I read somewhere that private and public warrants should become exerciseable at the same time…..
Fa, I wasn’t sure if you were right (you might have been), so I conducted a test by purchasing one warrant and submitting it for exercise, and Mark A. got back to me:
Per the agent, the QS warrants are still not exercisable until June 30,2021.
There is no estimated date of when these will be eligible for exercise at this time. As such, this ticket will be closed. You may submit your request at a later date.
You may contact investor relations for more information.
Regards,
Mark A – Interactive Brokers Client Services
My thoughts on ‘redeemable warrants’ whereby all non-redeeming shareholders will receive c. 2/9 of warrants (or more depending on number of shareholders that chose to redeem). With warrants currently trading at $10, this is potentially $2.1/share of value.
1. These will matter only if transaction closes before option expiration (Jun’20). This is not the scenario I am basing the investment thesis.
2. It is not yet clear if redeemable warrant distribution will be counted as a special dividend distribution by OCC and in turn whether option exercise prices will be adjusted accordingly. The distribution is likely to be treated as special dividend, but not 100% clear if this will be the case.
3. Even if option exercise prices are reduced by the redeemable warrant distribution amount it should not make a difference for the outcome of the trade. The call might et exercised at c. $23 in stead of $25, but at the same time you receive an additional $2/share from the long stock position. So holding till option expiration or exercise should result in the same pay-off profile.
In a theoretical case this should matter neither for upside nor downside scenarios as the reduction in option exercise prices should be coupled with an equivalent drop in the PSTH share price itself. However, this distribution will happen together with merger vote results announcement so the real-life scenario might be far off from the theoretical one.
Could you please explain why do you prefer to use a synthetic put ( long stock short call) rather than directly sell the June puts which are actually pretty liquid?
It looks to me that the risk/reward per capital is much better using puts…..
Thanks
It is purely based on the option premiums – i.e. higher upside from using synthetic put vs directly selling a put.

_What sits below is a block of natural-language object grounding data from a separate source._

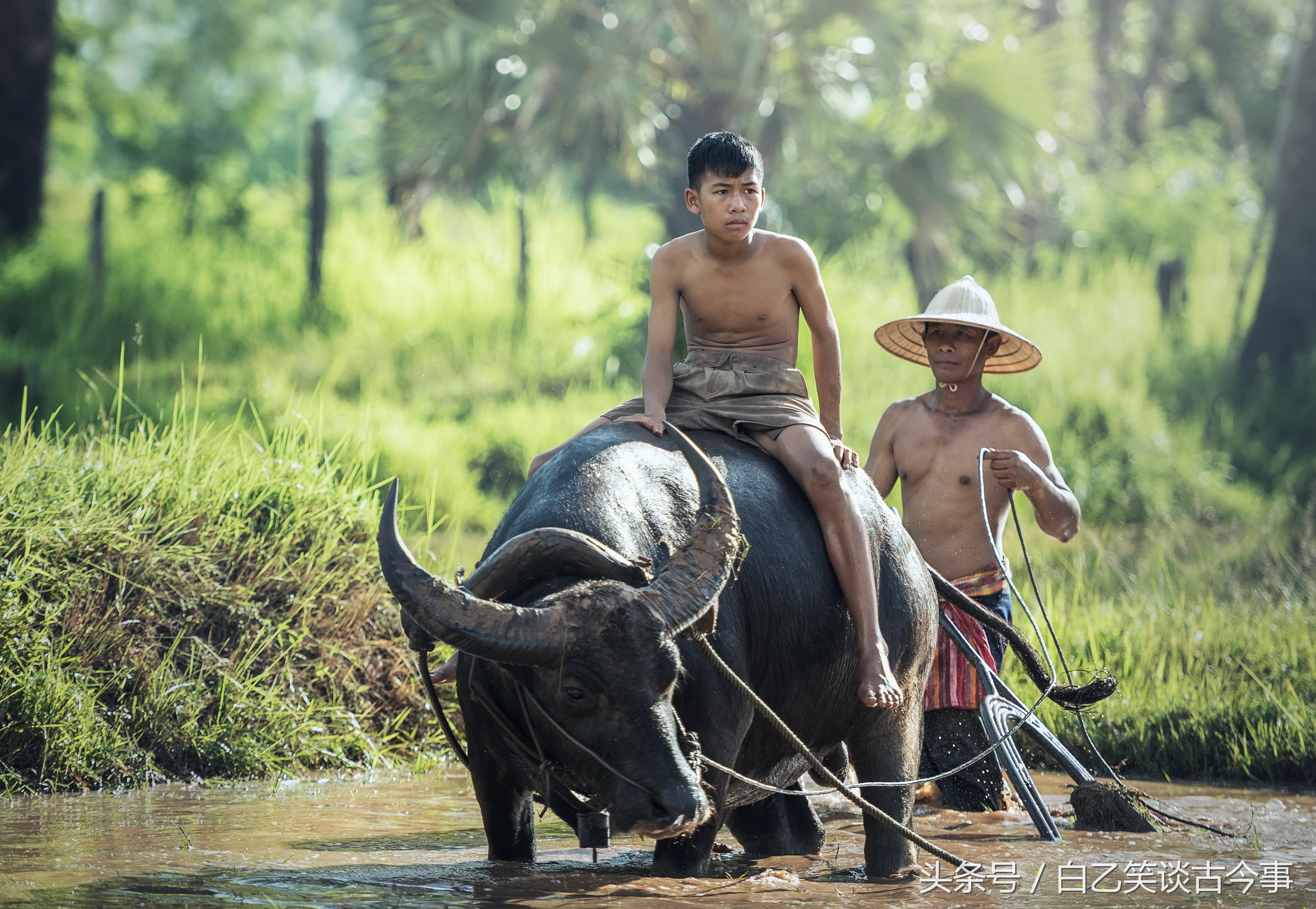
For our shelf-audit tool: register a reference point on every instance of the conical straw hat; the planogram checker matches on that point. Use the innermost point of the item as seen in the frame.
(962, 304)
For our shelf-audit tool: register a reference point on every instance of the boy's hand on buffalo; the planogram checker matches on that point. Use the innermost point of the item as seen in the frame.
(1014, 469)
(845, 456)
(647, 421)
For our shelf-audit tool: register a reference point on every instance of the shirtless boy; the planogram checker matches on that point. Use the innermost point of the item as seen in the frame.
(932, 443)
(743, 292)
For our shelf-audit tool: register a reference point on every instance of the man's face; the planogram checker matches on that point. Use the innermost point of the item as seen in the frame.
(952, 348)
(728, 206)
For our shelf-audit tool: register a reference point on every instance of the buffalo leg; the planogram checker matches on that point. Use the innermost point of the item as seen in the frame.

Current prices Jun’20 $25 Call: $5.6 (less $0.45 in the money portion) Put: $4.9 – the difference was even wider at the time of the write-up.
Also I am not sure if the capital required to put up the trade is that much different. Selling naked puts also requires maintenance margin on 20% of the underlying price. So in the end it might be quite similar to selling covered calls depending on margin requirement for long position in a particular stock.
https://www1.interactivebrokers.com/en/index.php?f=26660
thanks….
What about selling $20 or $22.5 puts?
The same thing – synthetic put is slightly more expensive than a straight put.
Folks can pick up some cheap protection through March by buying the $20 put for $0.25. Very cheap.
Protecting yourself against what exactly? Any (very small) deal risk surely solely exists between March and June. Protecting yourself until March seems like throwing away money; I’d be happy to write you those puts.
How about writing covered June call strike price of $30 instead of $25?
I did sell those puts….march, 20 strike and did the bigger buy/write june 25 deal…..but always looking for risks I may have overlooked…..In your idea to BUY the march puts, what risks do you see, yuster27, that would take the stock below 20 given the option to trade the shares in to the company at 20 prior to deal consummation?
Back in March many SPACs were trading below redemption value. I like the cheap protection for that.
But, protection against what? Worst case you get the shares put to you below redemption value, and you have to wait a bit to redeem at redemption value and still make a profit.
Nostradamus, (or anyone else with SPAC trading experience), I’m new to the SPAC market, here is a very basic question. Can shares be turned in at any time prior to a deal consumption or are there certain windows that you have to execute this.
There are certain windows for redemption opportunities. Usually when there is a vote involved
Is there anyway this can blow up on the option side (i.e. call option going up in price much more than the stock price)?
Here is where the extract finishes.